Certainly this motion in arrest of judgment cannot be maintained. All is right on the record; and what the defendants complain of is an irregularity in taking the verdict; which, if well founded, would afford no cause for arresting the judgment. If any injustice had been done thereby, it should be corrected by setting the verdict aside and ordering a new trial. The paper sealed up by the jury was not technically a verdict. Such a paper is not a verdict, till it is affirmed and recorded. Roberts v. Rockbottom Co. 7 Met. 49. Co. Lit. 227 b.

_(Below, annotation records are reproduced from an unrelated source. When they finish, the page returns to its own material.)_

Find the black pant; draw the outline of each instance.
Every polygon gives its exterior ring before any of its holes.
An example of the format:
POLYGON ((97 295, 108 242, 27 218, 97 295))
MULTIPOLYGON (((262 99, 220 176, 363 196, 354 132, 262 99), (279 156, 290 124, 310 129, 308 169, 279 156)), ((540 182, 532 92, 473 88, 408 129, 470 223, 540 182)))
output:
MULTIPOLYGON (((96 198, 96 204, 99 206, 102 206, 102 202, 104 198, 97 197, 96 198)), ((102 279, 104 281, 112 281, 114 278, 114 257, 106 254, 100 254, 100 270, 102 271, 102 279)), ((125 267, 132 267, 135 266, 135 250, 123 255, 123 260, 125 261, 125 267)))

In Halsey v. Woodruff, 9 Pick. 555, and that class of cases, where there was a joint charge of trespass against several, a verdict of guilty, and several damages, the plaintiffs were permitted 1o enter one joint judgment against all, assuming *505the largest sum assessed against any one as the damages against all, de melioribus damnis. Those were cases where such a verdict as that in question had been offered and amended, and stood as the basis of the judgment. But here, when the sealed paper was opened, it was rightly explained to the jury, by the judge, that the law required joint damages. They had already found that the plaintiff ought to receive, for his indemnity, twenty three dollars and forty nine cents, the aggregate of the three several sums. They adopted the amendment, (not having been discharged,) unanimously affirmed it as their verdict, and authorized it to be so recorded.
Motion overruled, and judgment on the verdict.